Имя ему необычайно подходит и точно выражает эту его «каменную» неколебимость в главном. Графика всегда тесно связана с внутренним миром, выражает характер. Мы видим по рисункам, что Пётр Митурич – человек прямого высказывания, честный и решительный, что редкостно в любую эпоху. А уж в советской России такие художники (и люди!) были уникальны. Тут всегда требовали пафоса «революционного строительства», сюжетности, назидательности. А он рисует без конца свои деревенские «заборчики» – не теперешние громадные непроницаемые заборы новых русских, а небольшие, деревянные, просвеченные воздухом и, в сущности, лишь условно что-то от чего-то отделяющие. Лаконичная простота чёрной тушью нарисованных колышков на белом пространстве листа словно бы говорит о твёрдости и неуступчивости, но ведь и о поэзии рукотворного, криволинейного, скособоченного, его волнующей жизни. Да и мотив невероятно русский! Не только твёрдость, ясность и простота, но также поэзия, захватывающая дух.

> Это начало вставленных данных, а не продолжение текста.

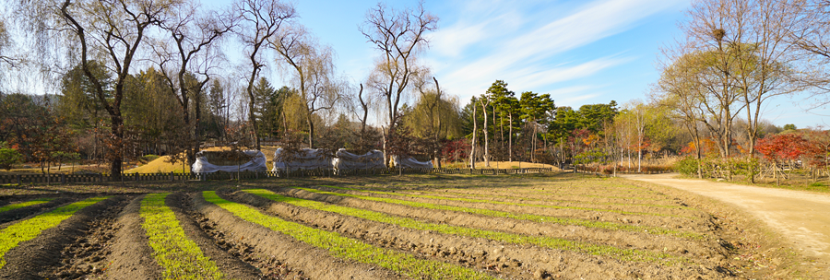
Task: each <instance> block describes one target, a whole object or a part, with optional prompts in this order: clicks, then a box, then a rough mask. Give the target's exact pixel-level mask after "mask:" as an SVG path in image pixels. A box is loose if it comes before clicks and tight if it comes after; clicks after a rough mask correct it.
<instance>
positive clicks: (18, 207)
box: [0, 198, 55, 213]
mask: <svg viewBox="0 0 830 280" xmlns="http://www.w3.org/2000/svg"><path fill="white" fill-rule="evenodd" d="M52 200H55V199H54V198H38V199H34V200H29V201H25V202H19V203H12V204H9V205H6V206H3V207H0V213H3V212H6V211H11V210H15V209H20V208H23V207H29V206H34V205H38V204H44V203H47V202H49V201H52Z"/></svg>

Перед нами сильный прямой человек с непознаваемой глубиной. И об этом узнаём из его графики. Не странно ли, что почти все его портретные персонажи, начиная с его собственного раннего автопортрета (1911–1914), изображены с рукой, подпирающей лоб или щёку – в позе созерцательной задумчивости?! Это и портреты 20-х годов – художника Львова, его сестры, портрет скрипача Рейнгбальда и поздний портрет сына Мая (1956). В этом случае и от зрителя требуется некая «эмпатия», эмоциональное сопереживание, желание заглянуть в таинственный и закрытый мир другого. Необходимо вглядеться, а не просто скользить рассеянным взглядом, каким мы скользим по современным обложкам глянцевых журналов, инсталляциям и видеоклипам. Волнистые карандашные линии обтекают лицо модели, но и лепят форму, растворяют персонаж в пространстве, собирают воедино его неповторимые черты…

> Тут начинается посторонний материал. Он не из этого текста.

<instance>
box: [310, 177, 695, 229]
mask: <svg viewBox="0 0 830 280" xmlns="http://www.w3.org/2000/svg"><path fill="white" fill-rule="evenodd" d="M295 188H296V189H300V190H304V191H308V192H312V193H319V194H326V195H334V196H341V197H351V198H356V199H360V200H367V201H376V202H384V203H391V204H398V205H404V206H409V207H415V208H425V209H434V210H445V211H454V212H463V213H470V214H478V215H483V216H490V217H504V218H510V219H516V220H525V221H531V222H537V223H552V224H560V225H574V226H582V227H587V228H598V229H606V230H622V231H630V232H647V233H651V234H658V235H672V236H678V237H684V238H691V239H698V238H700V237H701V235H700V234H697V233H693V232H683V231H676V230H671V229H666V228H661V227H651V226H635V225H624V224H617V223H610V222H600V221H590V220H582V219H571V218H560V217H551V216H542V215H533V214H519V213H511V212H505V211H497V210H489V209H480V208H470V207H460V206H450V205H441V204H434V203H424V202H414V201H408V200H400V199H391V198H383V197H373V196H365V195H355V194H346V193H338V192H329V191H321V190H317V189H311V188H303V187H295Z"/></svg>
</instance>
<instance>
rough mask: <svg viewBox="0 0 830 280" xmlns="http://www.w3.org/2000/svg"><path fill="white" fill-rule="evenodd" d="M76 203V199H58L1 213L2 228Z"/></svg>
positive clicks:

Твёрдость и решительность проявились и в той резкости, с которой Пётр Митурич порвал с авангардной эстетикой. Мне кажется, что его экспериментирование с формой было связано в первую очередь с магией личности Велимира Хлебникова, с которым он дружил. Абстрактные композиции художника – бесчисленные послереволюционные «графические мотивы» – выражают некую свойственную «духу времени» идею о космических ритмах вселенной, о связанности всего со всем. Эта идея выразилась у Митурича также в конструировании моделей летательных аппаратов, которым он был одержим всю жизнь.

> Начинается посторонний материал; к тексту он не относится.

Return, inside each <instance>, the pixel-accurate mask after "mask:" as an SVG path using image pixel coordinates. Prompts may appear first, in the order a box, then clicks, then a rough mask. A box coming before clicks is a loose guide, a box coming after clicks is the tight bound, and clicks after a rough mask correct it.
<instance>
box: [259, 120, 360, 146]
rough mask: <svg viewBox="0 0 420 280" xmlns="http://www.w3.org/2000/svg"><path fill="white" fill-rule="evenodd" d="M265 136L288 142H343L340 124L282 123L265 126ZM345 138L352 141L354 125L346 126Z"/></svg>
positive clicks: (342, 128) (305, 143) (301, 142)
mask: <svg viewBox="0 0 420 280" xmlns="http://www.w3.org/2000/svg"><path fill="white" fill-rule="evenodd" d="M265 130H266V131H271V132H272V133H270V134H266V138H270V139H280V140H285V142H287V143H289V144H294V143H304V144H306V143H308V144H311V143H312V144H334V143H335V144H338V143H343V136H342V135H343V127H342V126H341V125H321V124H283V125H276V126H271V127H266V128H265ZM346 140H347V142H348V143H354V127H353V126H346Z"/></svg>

Хлебников умер на его глазах в деревне Санталово, и Митурич запечатлел его в трагических рисунках, показанных на выставке. Но далее вернулся к «суровому» и одновременно необыкновенно поэтическому реализму, к малому миру человеческой жизни, к домам, деревьям, веткам, смешным животным, изображённым лаконично и просто. Но всё с той же непознаваемой волнующей глубиной, ощущением тайны, которая стоит за каждым простым явлением и каждым лицом.